Trauma and Disability: Private Disability Policies (Part II)

By Adler Giersch ps

Most victims of trauma recover sufficiently from their injuries to return to work. For some, however, traumatic injury leaves them unable to work in the long-term or permanently. Those in this situation may have two safety nets:

Social Security Disability Insurance (SSDI) and/or Supplemental Security Income (SSI);
Private disability insurance policies we previously addressed the basics of Social Security claims in our April 2007 article, “Trauma and Disability, Part I: Social Security Disability Insurance” is available here.

This article will focus on understanding the basics of private disability insurance policies.

Many employers provide Short and/or Long-Term Disability coverage in addition to regular sick-leave pay. Many individuals, particularly those who are self-employed, purchase individual disability policies to meet their specific needs. Though generally providing similar coverage, disability policies vary widely in specifics.

There are two general types of private disability policies:

  • Short-Term Disability (STD) and
  • Long-Term Disability (LTD)

These policies are often purchased together and are intended to dove-tail to provide continuity of benefits. Most Short Term Disability (STD) policies have a waiting period before benefits begin, usually a maximum of 14 days after onset of a disability. These policies then cover a portion of the wage earner’s income for a specified period, from several months but not longer than two years. Usually this period is only until the policyholder becomes eligible for benefits under a Long-Term Disability (LTD) policy. LTD policies usually have a waiting period of a few weeks to several months. This is called the “elimination period.” A common elimination period is 90 days.

Disability policies generally provide for payment of 40-70 percent of the policyholder’s income, tax-free. Providing less than 100% benefit is thought to give the policyholder incentive to return to work, if possible.

To qualify for benefits under a disability policy, the claimant/policyholder must meet the contract definition of “disability.” There are three general categories of policy definitions; the differences are significant:

Own Occupation: This is the highest level of coverage provided under disability policies and is becoming increasingly rare in the industry. Disability under this type of contract is generally defined as: The inability to perform the material and substantial duties of your regular occupation. The insurance company will consider your occupation to be the occupation you were engaged in at the time you became disabled and will pay the claim even if you are working in some other capacity.

Income Replacement: This has become the most common policy definition. Most disability insurers have stopped offering Own Occupation coverage and have replaced the definition with Income Replacement, which usually states: Because of sickness or injury you are unable to perform the material and substantial duties of your occupation and are not engaged in any other occupation.

Gainful Occupation Coverage: This definition gives the insurer the broadest discretion in determining disability and is a very common definition in employer-sponsored policies. This definition provides: Because of sickness or injury you are unable to perform the material and substantial duties of your occupation, or any occupation for which you are deemed reasonably qualified by education, training and experience.

Since there is a substantial difference between the insurer’s potential pay-out under each of these definitions, there is also a difference in the premiums charged for each. When purchasing a disability policy, the least costly policies will invariably use the Gainful Occupation definition, effectively rendering the policy nearly useless unless the policyholder is completely unable to do any work of any type or pay level.

Coordination of claims arising out of a traumatic injury is an important aspect of legal representation of a person with a disability. The majority of conflict and litigation under disability policies arises from these contract definitions. Employer-provided disability policies are subject to the Employee Retirement Income Security Act (ERISA). This is a federal law that sets standards for employer-based health and pension plans. ERISA is a complex law which, in part, governs how litigation around disability policy disputes must be handled. When a conflict arises between a claimant and a disability insurer, the claimant should consult with an attorney versed in ERISA requirements promptly.

Disability and insurance laws are complex and frequently changing. Patients who have been injured and potentially disabled should seek consultation with an attorney knowledgeable about long-term injuries, insurance claims and personal injury and disability laws in order to protect their access to health care and income benefits.

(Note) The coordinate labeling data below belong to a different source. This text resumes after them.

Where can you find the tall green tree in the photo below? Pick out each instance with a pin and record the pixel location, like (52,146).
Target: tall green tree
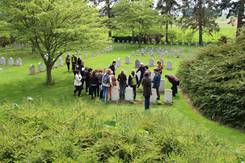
(168,10)
(52,26)
(105,7)
(235,8)
(200,15)
(137,16)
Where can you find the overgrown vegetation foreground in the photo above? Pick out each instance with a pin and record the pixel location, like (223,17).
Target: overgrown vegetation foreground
(43,132)
(215,81)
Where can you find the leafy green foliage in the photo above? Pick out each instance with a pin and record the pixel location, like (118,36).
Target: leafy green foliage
(42,132)
(215,81)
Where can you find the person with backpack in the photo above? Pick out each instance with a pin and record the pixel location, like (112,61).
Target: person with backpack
(132,82)
(106,85)
(78,83)
(156,82)
(147,92)
(175,83)
(68,62)
(94,82)
(122,79)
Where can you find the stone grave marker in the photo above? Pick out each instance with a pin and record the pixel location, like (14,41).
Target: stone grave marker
(153,98)
(168,96)
(137,63)
(32,70)
(129,95)
(2,61)
(151,62)
(127,60)
(11,61)
(115,94)
(161,88)
(169,65)
(18,62)
(40,67)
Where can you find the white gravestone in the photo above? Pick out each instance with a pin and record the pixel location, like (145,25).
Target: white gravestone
(2,61)
(61,61)
(11,61)
(32,70)
(137,63)
(151,62)
(18,62)
(169,65)
(129,95)
(168,96)
(40,67)
(127,60)
(115,94)
(153,98)
(161,88)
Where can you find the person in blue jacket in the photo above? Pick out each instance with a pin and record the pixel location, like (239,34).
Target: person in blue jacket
(156,81)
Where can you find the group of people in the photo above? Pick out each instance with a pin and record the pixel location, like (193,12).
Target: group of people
(100,82)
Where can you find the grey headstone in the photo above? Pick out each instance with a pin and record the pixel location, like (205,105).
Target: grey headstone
(32,70)
(11,61)
(18,62)
(40,67)
(151,62)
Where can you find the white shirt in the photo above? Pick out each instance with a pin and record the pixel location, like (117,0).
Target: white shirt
(77,80)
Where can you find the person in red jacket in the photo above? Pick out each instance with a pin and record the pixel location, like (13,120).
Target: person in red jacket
(175,83)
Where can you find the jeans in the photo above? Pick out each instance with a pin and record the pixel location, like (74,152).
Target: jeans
(147,102)
(78,89)
(106,93)
(122,92)
(134,90)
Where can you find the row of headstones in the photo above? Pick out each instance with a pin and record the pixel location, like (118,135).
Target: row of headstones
(41,68)
(163,43)
(151,63)
(11,61)
(168,97)
(160,51)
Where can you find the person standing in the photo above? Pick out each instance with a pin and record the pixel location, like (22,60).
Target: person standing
(68,62)
(122,79)
(113,68)
(132,82)
(106,85)
(147,92)
(74,63)
(78,83)
(94,82)
(175,83)
(156,82)
(142,71)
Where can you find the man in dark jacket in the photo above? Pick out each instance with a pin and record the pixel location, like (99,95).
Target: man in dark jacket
(122,79)
(113,68)
(132,82)
(156,82)
(175,83)
(142,70)
(147,89)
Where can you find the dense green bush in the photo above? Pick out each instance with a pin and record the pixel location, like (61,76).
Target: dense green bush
(40,132)
(215,82)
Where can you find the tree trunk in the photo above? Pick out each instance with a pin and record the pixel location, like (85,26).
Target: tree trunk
(240,22)
(166,33)
(49,74)
(200,20)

Most health care providers will, at some point, encounter a patient who is disabled from work. It is also true that healthcare providers are not immune from their own trauma and disability. As a result, it is useful to consider the following:

Re-evaluate your own private disability policy to make sure you understand the actual definition of disability used by your insurer. If disability strikes, make sure that you and your practice are protected. Too often, healthcare professionals are sold a “hollow” disability policy such as “gainful occupation coverage.” This allows the disability insurer to claim no disability unless you are unable to do any type of work, regardless of pay.
Ensure that patients’ chart notes clearly reflect any work restrictions and/or disabilities.
Advise patients with disabilities to seek legal consultation with an attorney focused on personal injury and disability law.